« Jamais nos ressources n’ont été autant exploitées, pourtant les gens vivent encore dans la misère ». Amar Boka, touareg originaire de la région d’Agadez, crie à l’injustice. Alors que le Niger est sur le point de devenir le deuxième producteur mondial d’uranium et possède d’importantes réserves pétrolières, l’Etat africain pointe toujours à l’avant-dernière place du classement des pays selon l’IDH (Indice de développement humain). Un paradoxe qui explique, en partie, l’instabilité d’un territoire marqué par des rébellions touaregs.
Depuis 40 ans, la firme nucléaire française Areva exploite deux mines d’uranium au niveau de la ville d’Arlit, au nord-ouest du pays. Une troisième exploitation est sur le point d’ouvrir. Pourtant, « les populations locales n’ont jamais bénéficié de la moindre retombée », explique A. Boka.

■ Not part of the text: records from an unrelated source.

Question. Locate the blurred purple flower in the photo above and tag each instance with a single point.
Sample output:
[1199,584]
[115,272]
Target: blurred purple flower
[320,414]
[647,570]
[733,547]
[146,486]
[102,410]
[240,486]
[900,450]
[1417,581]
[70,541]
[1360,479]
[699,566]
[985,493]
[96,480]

Un pays meurtri par les rébellions touaregs
En 2007, le Mouvement des Nigériens pour la Justice (MNJ) a été fondé par des rebelles touaregs de la région de l’Aïr, au nord du pays. Ce soulèvement, mené par Aghali Alambo, déjà membre du Front de Libération de l’Aïr et de l’Azawad pendant les rébellions de 1990, réclamait, entre autre, une meilleure répartition des revenus provenant des richesses naturelles et la fin de la surexploitation des ressources.
De son coté, le gouvernement de Niamey accusait implicitement Areva et Mouammar Kadhafi – alors ami de la France – de soutenir le soulèvement afin de conserver le monopole sur l’uranium [[Un tiers de l’uranium français vient du Niger]]. Ainsi, des documents bancaires publiés dans La Hache Nouvelle démontreraient que l’entreprise française aurait viré l’équivalent de 80 000 euros sur le compte d’un commandant des forces nigériennes qui allait rejoindre le MNJ quelques semaines plus tard.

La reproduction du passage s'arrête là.